Alright, look to your right-Sepia is the brick-faced spot that feels both inviting and just mysterious enough to make you want to peek inside. Now, you’d never guess, but this place started out in the 1890s as a print shop, not somewhere you’d expect to find a Michelin star, a killer wine list, or a spinach ravioli you might write home about. Fast-forward to 2007-restaurateur Emmanuel Nony and chef Andrew Zimmerman bring it back to life, but they keep the bones of the building intact.
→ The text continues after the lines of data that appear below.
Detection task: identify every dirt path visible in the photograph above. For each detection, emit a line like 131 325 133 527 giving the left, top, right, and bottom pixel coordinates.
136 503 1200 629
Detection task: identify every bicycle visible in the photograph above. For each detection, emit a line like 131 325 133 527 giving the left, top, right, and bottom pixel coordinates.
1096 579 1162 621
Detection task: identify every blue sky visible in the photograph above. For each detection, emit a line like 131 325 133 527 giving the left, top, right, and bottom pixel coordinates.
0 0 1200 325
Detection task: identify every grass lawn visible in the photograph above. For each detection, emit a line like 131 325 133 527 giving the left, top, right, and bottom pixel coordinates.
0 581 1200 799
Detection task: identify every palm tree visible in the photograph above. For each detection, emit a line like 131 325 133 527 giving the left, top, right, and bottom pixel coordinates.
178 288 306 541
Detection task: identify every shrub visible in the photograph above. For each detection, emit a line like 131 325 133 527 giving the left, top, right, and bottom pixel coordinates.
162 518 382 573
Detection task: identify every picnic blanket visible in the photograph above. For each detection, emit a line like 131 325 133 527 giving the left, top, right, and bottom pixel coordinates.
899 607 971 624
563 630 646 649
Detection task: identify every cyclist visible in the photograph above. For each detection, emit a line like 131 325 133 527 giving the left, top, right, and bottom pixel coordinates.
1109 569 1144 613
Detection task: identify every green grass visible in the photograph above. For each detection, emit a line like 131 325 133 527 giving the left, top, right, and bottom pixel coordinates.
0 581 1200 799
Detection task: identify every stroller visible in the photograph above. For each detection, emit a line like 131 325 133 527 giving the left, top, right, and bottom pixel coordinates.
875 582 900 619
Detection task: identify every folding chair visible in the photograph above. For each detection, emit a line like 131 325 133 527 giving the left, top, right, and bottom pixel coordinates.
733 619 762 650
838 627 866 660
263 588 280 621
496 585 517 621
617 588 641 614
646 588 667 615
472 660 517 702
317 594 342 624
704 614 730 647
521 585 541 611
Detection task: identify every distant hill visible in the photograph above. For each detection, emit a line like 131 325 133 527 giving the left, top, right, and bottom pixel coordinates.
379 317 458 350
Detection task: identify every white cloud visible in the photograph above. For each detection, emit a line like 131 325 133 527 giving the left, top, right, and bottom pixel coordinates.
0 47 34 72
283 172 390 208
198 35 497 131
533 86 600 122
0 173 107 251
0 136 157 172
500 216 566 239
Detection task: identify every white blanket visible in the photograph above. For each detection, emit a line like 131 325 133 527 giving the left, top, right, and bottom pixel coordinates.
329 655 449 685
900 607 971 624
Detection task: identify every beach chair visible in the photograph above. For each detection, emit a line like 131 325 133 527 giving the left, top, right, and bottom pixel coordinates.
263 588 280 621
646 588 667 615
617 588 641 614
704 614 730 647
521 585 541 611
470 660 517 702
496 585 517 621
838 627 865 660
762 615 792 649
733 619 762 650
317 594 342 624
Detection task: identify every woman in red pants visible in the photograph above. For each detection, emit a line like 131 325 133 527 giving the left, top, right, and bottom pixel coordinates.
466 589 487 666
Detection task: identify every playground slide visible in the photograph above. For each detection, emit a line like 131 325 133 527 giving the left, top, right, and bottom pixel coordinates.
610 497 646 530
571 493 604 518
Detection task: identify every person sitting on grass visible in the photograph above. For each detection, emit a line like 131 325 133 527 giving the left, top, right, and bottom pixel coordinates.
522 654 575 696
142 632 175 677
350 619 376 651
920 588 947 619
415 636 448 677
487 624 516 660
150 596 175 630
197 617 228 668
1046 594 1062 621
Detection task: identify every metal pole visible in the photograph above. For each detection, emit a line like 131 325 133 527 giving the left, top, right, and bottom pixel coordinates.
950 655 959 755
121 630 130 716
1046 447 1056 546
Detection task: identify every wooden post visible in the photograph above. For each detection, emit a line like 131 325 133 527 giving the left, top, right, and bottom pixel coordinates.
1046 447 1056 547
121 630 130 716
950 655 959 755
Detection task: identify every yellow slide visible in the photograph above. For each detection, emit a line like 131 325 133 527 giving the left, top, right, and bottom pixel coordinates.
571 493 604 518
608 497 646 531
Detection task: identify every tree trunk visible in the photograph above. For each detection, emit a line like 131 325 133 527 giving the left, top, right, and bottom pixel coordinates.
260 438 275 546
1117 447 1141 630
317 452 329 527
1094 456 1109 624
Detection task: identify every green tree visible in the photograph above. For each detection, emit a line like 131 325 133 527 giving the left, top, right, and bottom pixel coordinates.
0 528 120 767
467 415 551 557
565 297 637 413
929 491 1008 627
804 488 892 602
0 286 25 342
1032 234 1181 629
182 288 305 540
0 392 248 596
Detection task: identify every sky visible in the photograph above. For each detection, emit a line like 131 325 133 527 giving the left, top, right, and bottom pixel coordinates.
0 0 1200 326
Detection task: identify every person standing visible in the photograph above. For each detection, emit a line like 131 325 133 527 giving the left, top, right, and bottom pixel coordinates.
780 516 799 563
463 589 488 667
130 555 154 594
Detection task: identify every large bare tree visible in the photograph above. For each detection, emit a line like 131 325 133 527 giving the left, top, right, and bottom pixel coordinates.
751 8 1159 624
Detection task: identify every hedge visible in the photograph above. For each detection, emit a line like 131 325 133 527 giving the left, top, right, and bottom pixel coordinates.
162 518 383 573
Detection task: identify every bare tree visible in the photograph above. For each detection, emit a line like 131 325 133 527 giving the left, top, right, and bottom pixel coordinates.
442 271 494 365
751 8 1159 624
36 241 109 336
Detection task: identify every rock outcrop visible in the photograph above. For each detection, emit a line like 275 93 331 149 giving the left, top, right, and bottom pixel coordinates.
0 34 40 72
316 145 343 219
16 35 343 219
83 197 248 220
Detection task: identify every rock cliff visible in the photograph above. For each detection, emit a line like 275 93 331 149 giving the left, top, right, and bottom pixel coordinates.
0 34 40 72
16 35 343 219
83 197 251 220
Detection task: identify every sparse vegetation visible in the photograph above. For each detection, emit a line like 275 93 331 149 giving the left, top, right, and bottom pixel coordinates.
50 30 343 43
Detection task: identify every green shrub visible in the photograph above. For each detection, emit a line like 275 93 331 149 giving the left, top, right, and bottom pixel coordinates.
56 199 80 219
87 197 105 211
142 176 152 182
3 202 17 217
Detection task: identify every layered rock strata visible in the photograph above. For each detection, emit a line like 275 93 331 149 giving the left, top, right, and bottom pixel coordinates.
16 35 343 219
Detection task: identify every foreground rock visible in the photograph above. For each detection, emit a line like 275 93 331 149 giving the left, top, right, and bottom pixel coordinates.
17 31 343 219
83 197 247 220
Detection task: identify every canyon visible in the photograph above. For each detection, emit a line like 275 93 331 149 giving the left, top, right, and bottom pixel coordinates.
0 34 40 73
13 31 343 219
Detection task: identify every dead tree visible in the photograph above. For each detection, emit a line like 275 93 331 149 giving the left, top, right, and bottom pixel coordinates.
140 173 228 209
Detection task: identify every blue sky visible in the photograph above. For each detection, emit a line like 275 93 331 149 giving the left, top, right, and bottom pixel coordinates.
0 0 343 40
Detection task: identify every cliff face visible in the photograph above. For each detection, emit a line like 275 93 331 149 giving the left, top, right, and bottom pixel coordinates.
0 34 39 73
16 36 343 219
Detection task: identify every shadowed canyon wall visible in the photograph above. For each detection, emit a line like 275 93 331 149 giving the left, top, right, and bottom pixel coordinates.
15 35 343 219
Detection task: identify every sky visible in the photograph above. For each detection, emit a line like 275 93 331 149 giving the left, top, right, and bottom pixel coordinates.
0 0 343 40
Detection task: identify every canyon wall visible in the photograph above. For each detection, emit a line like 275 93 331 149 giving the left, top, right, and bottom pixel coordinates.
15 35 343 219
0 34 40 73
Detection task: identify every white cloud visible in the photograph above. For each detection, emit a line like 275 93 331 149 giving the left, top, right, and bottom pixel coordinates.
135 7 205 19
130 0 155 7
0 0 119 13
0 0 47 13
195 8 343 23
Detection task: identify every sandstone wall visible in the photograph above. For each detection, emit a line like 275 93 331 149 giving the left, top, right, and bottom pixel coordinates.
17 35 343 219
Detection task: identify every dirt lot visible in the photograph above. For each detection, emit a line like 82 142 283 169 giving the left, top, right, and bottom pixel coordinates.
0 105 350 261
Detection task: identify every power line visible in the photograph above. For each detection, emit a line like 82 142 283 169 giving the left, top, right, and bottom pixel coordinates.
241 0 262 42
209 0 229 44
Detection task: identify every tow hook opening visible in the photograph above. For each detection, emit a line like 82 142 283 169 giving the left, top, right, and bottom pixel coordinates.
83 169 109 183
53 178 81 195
Inside, you’ll spot custom Art Nouveau tiles on the floor and old-school stemware on the tables-kind of like attending a black-tie event in a space that still keeps its work boots close.
Sepia’s menu is technically called New American, which is industry speak for “comfort food meets artistically plated surprise.” Zimmerman’s got a thing for using whatever’s local and in season-even if “local” sometimes means a wild wine from Croatia, Hungary, or a Greek grape with a name you’ll probably mispronounce. Speaking of wine, there’s over 400 bottles, so if commitment issues strike, they also serve by the glass.
This spot’s racked up some serious praise: Michelin guide gave it a star year after year, and the James Beard folks put Zimmerman on their shortlist as one of the best. Honestly, you get the sense the staff is aiming for greatness, but they wouldn’t judge you for showing up in jeans-though the vintage interior might.